Convert SSL Certificates from PFX to PEM Format

Convert the certificates obtained in PFX format to PEM format for deployment to servers

In this article, we will discuss about converting certificates obtained in PFX format (using a third-party SSL Signing authority or by an ACME client for free Lets Encrypt Certificates) and even Wildcard LE Certificates into format that you can use in your web server for deployment. This process applies both to a fresh acquisition of certificate and even renewal of your SSL certificate.

This PFX file is a combination of private key as well as public certificate.

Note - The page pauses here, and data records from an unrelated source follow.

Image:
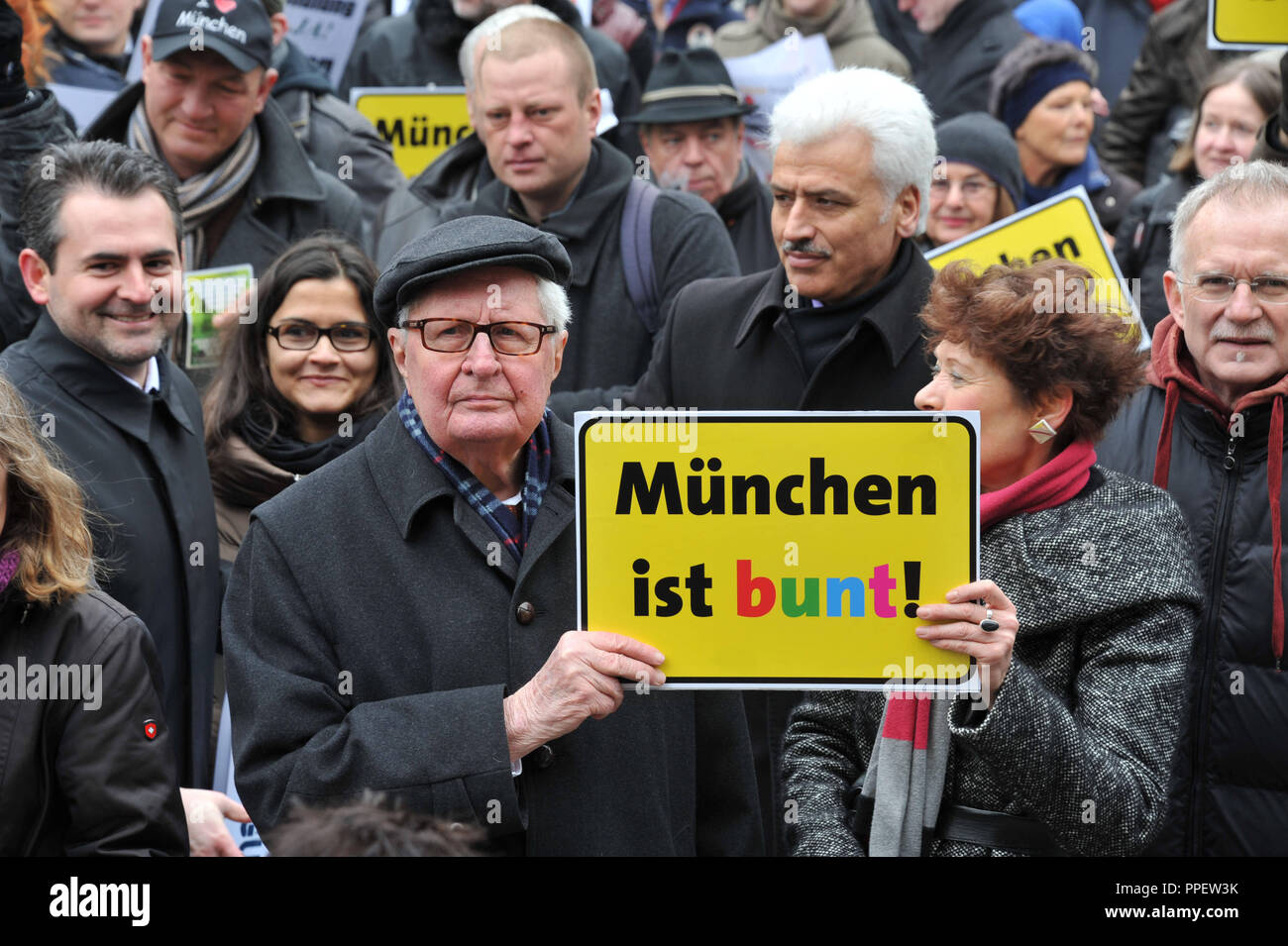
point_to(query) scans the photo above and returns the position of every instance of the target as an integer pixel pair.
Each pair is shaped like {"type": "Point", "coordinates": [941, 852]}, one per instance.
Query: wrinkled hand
{"type": "Point", "coordinates": [991, 649]}
{"type": "Point", "coordinates": [581, 678]}
{"type": "Point", "coordinates": [206, 812]}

Some ACME clients do give you certificates in PFX format which can not be easily deployed to servers like Apache and nginx. So, you need to convert them to proper format before they can be used.

The Easy Way

There are various online facilities available using which you can easily convert the PFX format into PEM and CRT files seperately.

One of them is a tool by SSL Shopper (a certificate purchasing website)

SSL Shopper - SSL Converter Tool

To convert the certificates, simply select the Certificate File to Convert and Choolse PFX/PKCS#12 in the type of current certificate.

You'll also need to provide the PFX password, if any is set. Or you can leave it empty if there is no password.

After that, click the Convert Certificate button and the certificate will be sent to SSL Converter server where the certificate will be converted and then back to you in the desired format. Easy!

Another tool is provided by Namecheap (along with other such tools including CSR Generator, SSL Checker etc).

Namecheap SSL Converter

To convert, you will have to choose PKCS#12 to PEM tab and then select the PFX file.

You'll also need to provide the password to PFX file, if any was set. And then you are ready to begin. Just click the Convert button.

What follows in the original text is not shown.